The school started as the Mary Sowers Home for Girls in Rotifunk in 1887. The home was sponsored by the Women’s Missionary Association of the United Brethren Church (UBC) Mission in America.
During the ‘1898 Hut Tax War’ against the British colonial government, the buildings were destroyed, the missionaries were killed, and the 17 pupils left, never to be seen or heard of again. In 1900, Madam Yoko Gulama, the Paramount Chief of the Kayamba Chiefdom, responded to a request by the UBC by giving 11 acres of land to the Mission to relocate the school to Moyamba, its current home.
The new school opened its doors in August 1900. The first eight girls were housed in a mud hut.

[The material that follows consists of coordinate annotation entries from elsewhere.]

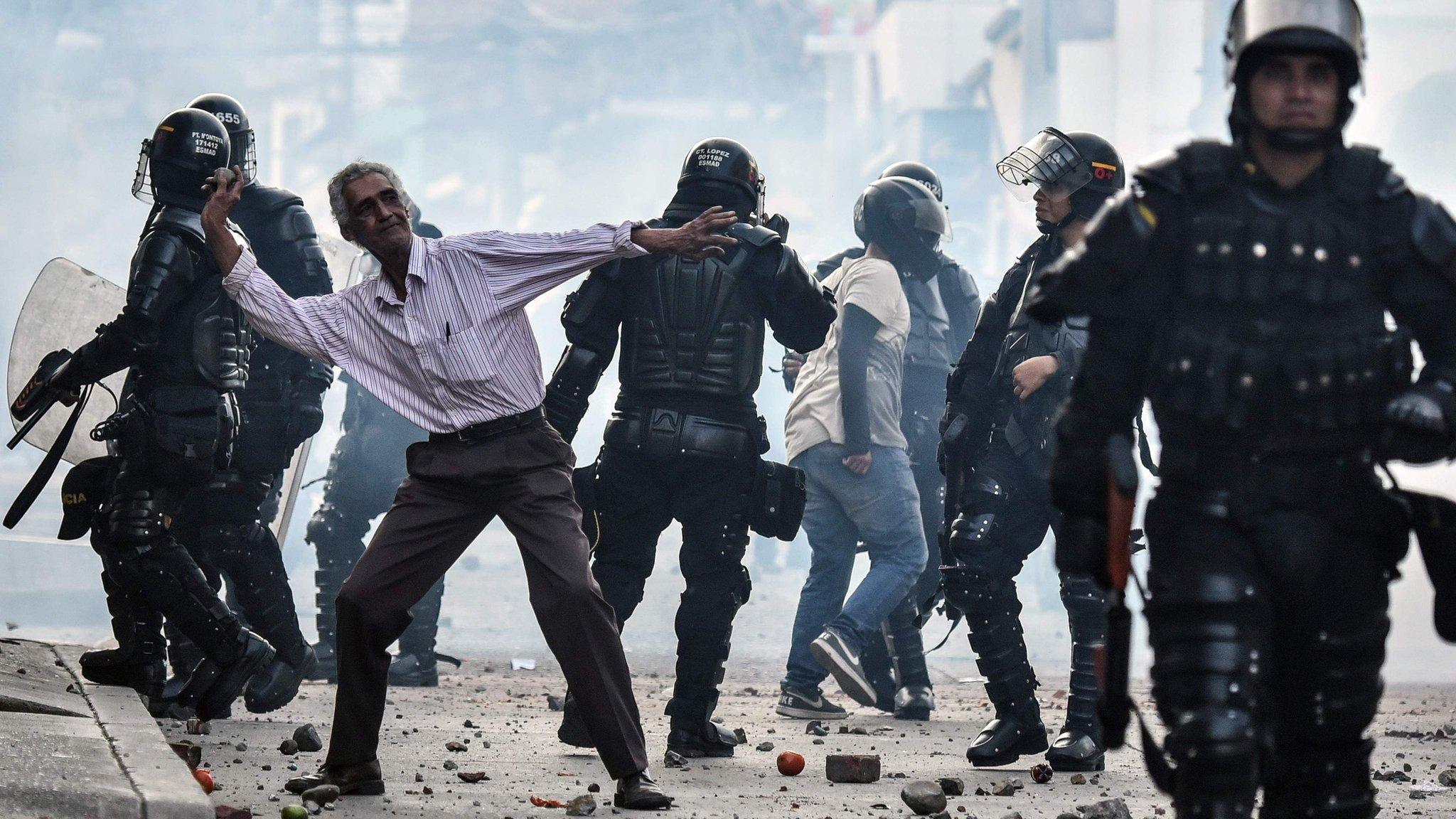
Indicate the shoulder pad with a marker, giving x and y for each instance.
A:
(1391, 187)
(1162, 173)
(181, 222)
(1433, 232)
(1204, 165)
(1360, 173)
(267, 197)
(754, 235)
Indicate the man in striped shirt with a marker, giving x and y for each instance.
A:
(443, 338)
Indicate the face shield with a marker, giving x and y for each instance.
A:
(1254, 19)
(141, 181)
(1050, 164)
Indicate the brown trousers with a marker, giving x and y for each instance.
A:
(451, 493)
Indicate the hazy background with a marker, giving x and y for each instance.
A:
(552, 114)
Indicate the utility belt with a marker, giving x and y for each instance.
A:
(778, 493)
(669, 433)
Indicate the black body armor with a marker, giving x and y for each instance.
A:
(1256, 321)
(686, 437)
(1279, 324)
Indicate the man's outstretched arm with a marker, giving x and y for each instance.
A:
(312, 326)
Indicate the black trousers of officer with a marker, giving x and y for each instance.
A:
(1268, 630)
(146, 570)
(637, 499)
(365, 471)
(225, 530)
(995, 621)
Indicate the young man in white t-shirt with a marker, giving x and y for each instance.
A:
(843, 432)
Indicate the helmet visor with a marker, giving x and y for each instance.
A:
(1254, 19)
(1047, 164)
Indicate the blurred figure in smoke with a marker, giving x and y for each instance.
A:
(843, 429)
(1008, 385)
(366, 469)
(944, 304)
(226, 525)
(1248, 290)
(685, 441)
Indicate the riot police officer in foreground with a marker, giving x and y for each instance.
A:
(366, 469)
(1007, 387)
(187, 346)
(685, 439)
(1244, 290)
(226, 525)
(944, 304)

By 1921, the school had become very famous, especially in what was then the protectorate – the hinterland of Sierra Leone under the British government. Noblemen, especially chiefs, sent their daughters to the school. As a result of the school’s popularity, the administrative authorities and the Sierra Leone Government decided to put up a concrete building to house the 100 pupils. The building was completed in 1925. That same year, the school was re-named HARFORD in honour of the longest-serving president of the Women’s Missionary Association – Mrs Lilian Ressler Harford, who worked tirelessly for the school.
In 1952, the Government of Sierra Leone under the Colonial Development Welfare Scheme raised the standard of the school to a secondary status.
Harford, like many institutions in Sierra Leone during the civil war, did not escape the rebels’ indignation. Between 1991 and 2000, the school was relocated to Circular Road in Freetown for the safety of the pupils and staff.
In 2001, Harford school returned to Moyamba, and now has over 700 pupils.